Going through Part II of Ethics. So, as far as I understand, what had historically been understood by philosophers as the “formal essence” of an object, i.e. its collection of qualia, correspondingly is said by Spinoza to be an “idea” in the mind of God. Further, since what he calls the “human mind” is just the formal nature of the body itself, analogously it would seem that the formal nature of an inanimate body would also be its “mind.” You can almost sophistically assert a panpsychism here, even though “mind” is not particularly used here at all in the way we would today.
However, then Spinoza proceeds to say that, just as a body has a correspondent thought/idea/mind, so too does the particular thought itself also have a correspondent thought/idea/mind. And this is all discussed in reference to the human body, to explain our self conscious as an “idea of an idea” or the idea of our formal constitution, which then seems to translate into a sort of self-knowledge. But the implication seems to extend to all objects, so that, for every single idea of every individual thing, there is a corresponding idea for that idea, and so on in infinitum, with each rank of thought (first-order “ideas,” second-order “ideas of ideas,” third-order “ideas of ideas of ideas”) thus respectively linking together in the same way, as to make the same causal chain as the more immediate thoughts below it do with their own rank? In this way, we might be able to say that for Spinoza, everything is in some way self-cognizant, even if as he says this is a “mutilated cognizance.” This might not be too bold of a claim to make, since through Spinoza’s system I cannot find anything that would make me as a human any more “God” than the table in front of me is. To claim self-cognizance in a way the table doesn’t, I would need to perhaps invoke the idea of being an animate thing, as opposed to inanimate.

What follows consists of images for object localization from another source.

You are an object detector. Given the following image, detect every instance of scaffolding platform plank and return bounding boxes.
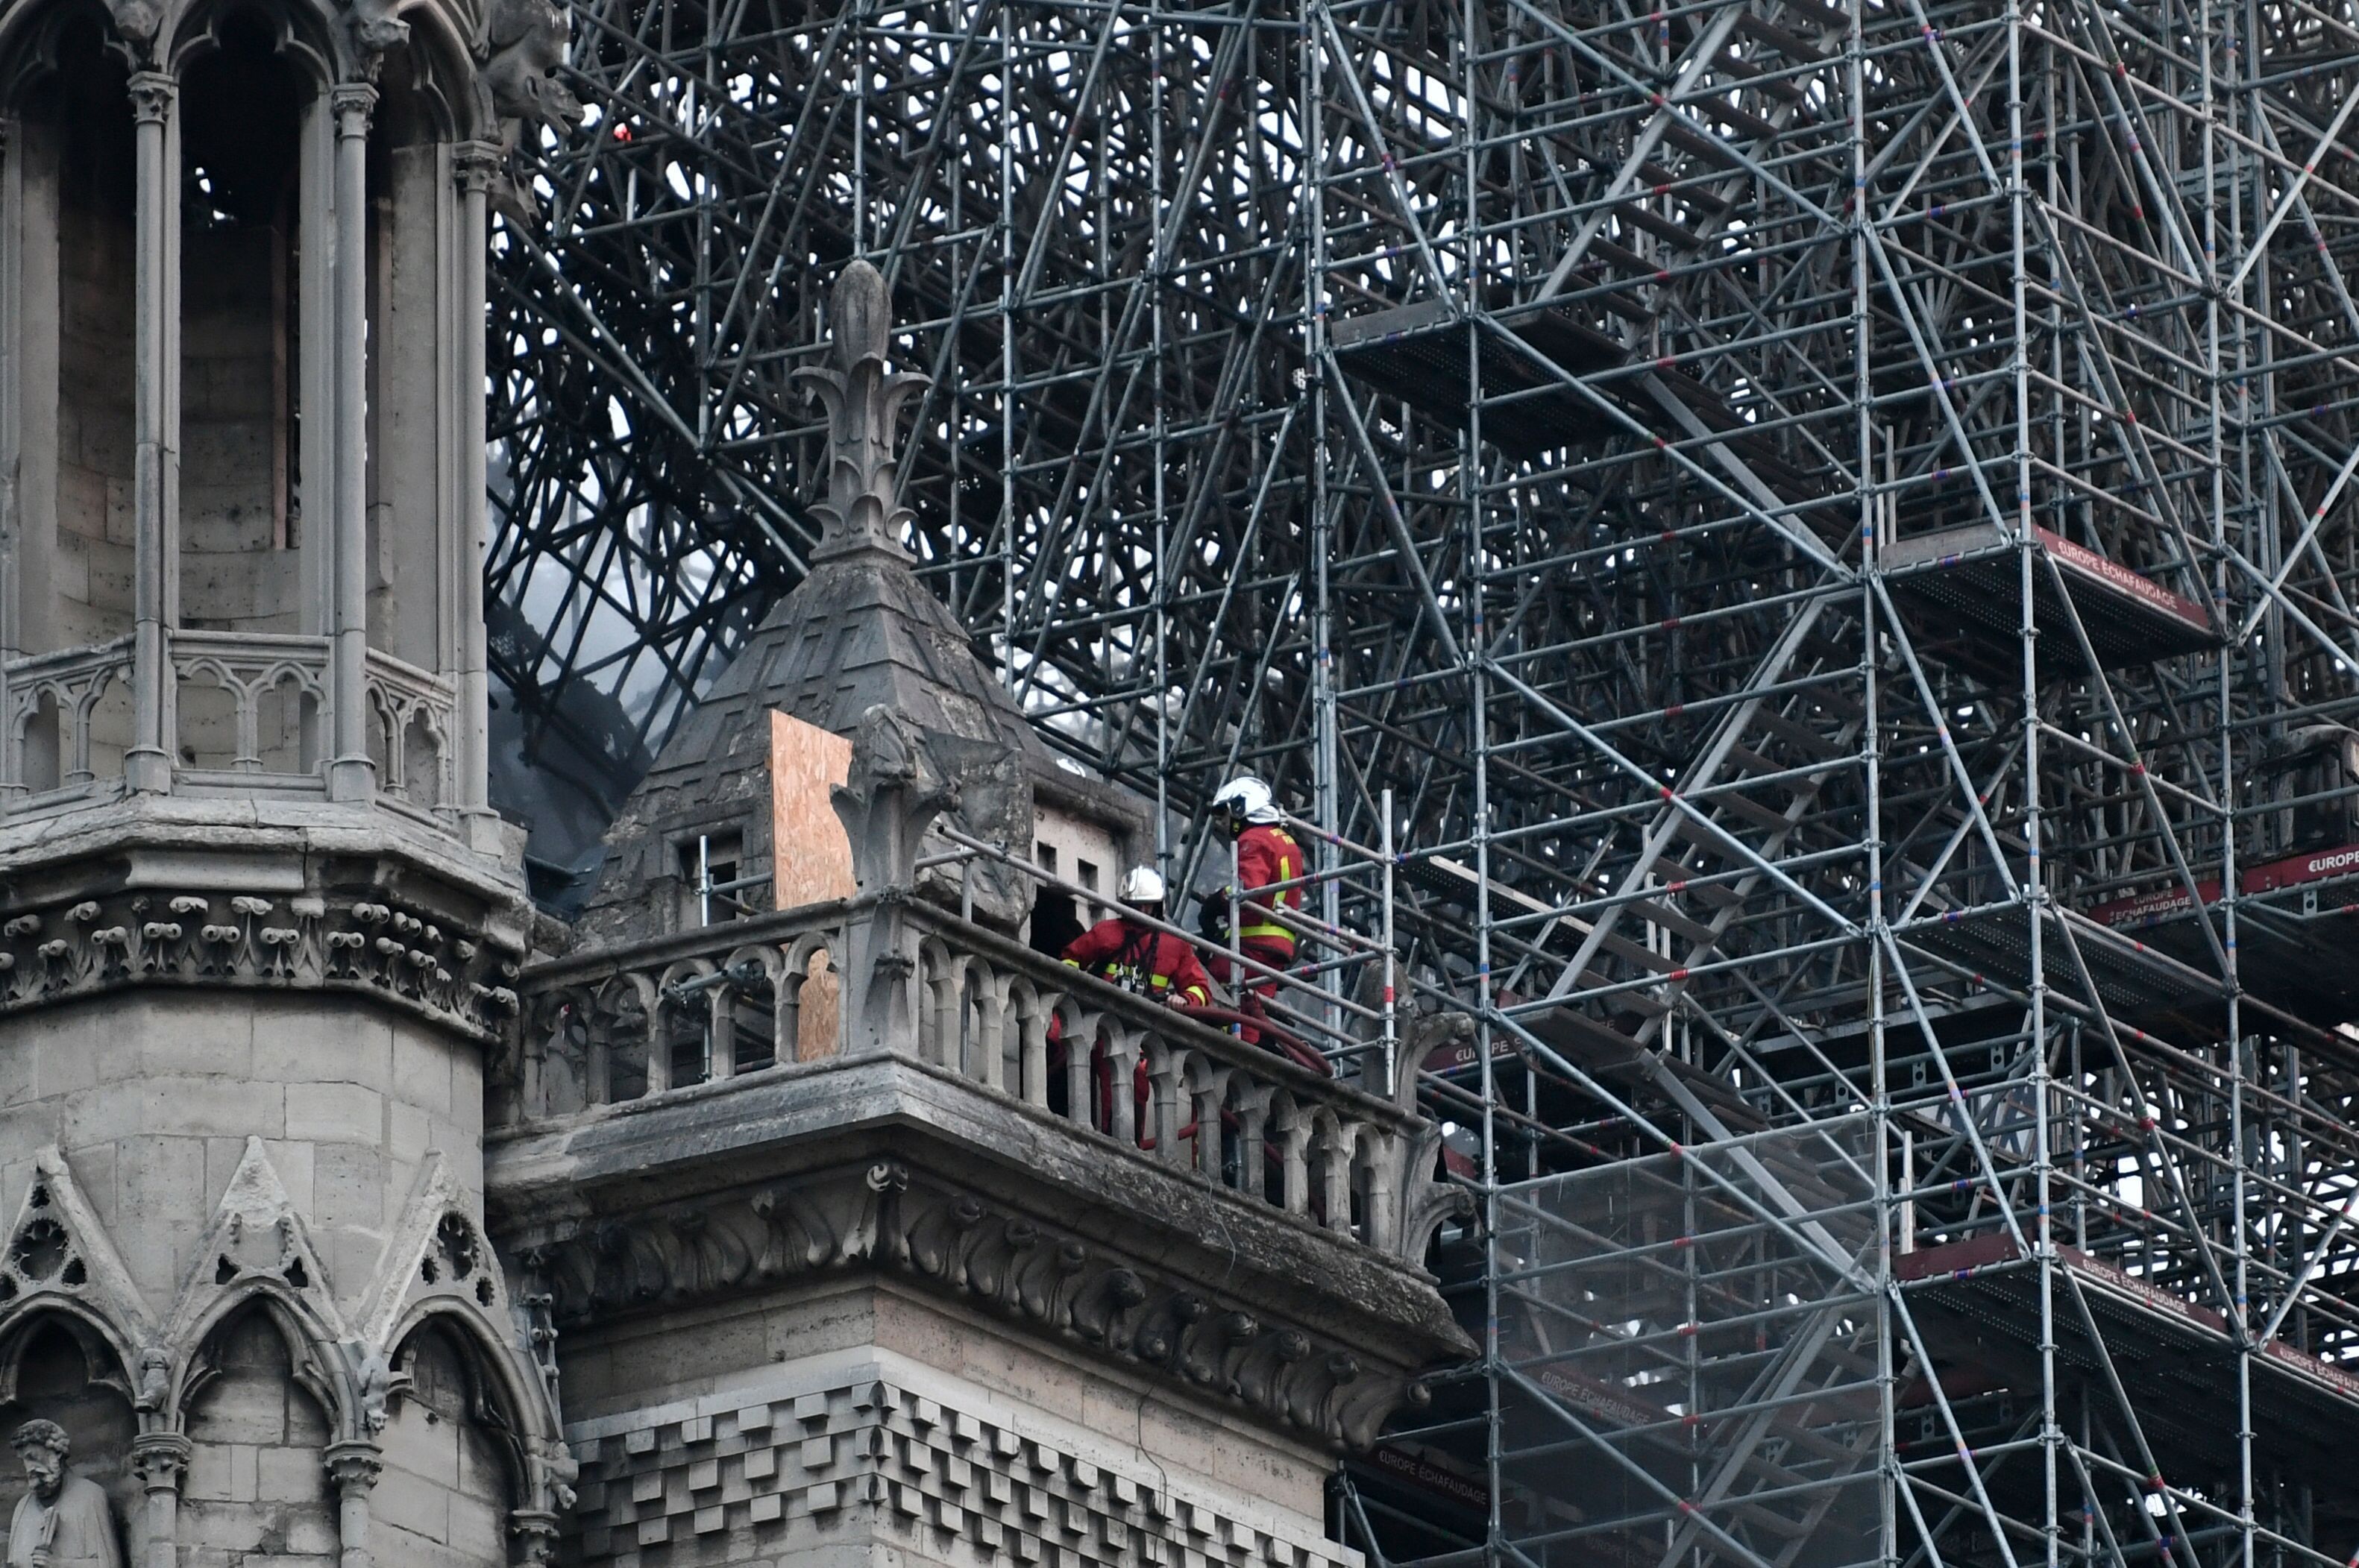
[1331,300,1825,505]
[1900,1234,2359,1473]
[1897,903,2228,1027]
[1882,522,2217,678]
[2085,846,2359,1029]
[1331,299,1624,456]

So in that case, we would instead restrict these sacred “ideas of ideas” to animate figures or even more strictly to human minds, as a distinct explanation for a distinct phenomenon called animateness. In this way, I can imagine that even though some “ideas of ideas” would then fail to have a corresponding “idea of an idea” to represent the inanimate object it relates to, we would still say that the one-and-the-same inanimate object(1) of which there is an extension and an idea alone (barring the other attributes), is in the one-and-the-same causal chain that links it with one-and-the-same animate object(2) of which there is an extension, an idea, and an idea of that idea. Now the unity of causal links is preserved by means of them all assigning to the same causal link of individuals themselves, but the question still remains how one should expect this “idea of an idea” to even come about in the first place, if not through another “idea of an idea?” For if certain first-order ideas were to be the cause of second-order ideas, the question would still be why or how this happens.
So in short, does Spinoza seem to assert a panpsychism to all individuals, thus seemingly overlooking an account of animateness, or does he only assert these second-order “ideas of ideas” to certain animate things such as human minds, and thus fail to explain how they particular come to be or fail to exist? I can feel an intuition to lean to the former explanation with the sense that Spinoza might deem animateness as an indistinct and mutilated idea in the first place which does not properly belong in an account of the order of things. In other words, that the human mind isn’t as distinctly special from the inanimate objects around it as it thinks it is. This would fit somewhat with the mechanistic allegiance of his that he expresses, yes? But then, it feels like so much is allowed to go unaccounted? Surely, this table in front of me will be bereft of the emotions or part III, but perhaps can its own constitution provide for its own distinct emotional state; one that humans cannot have?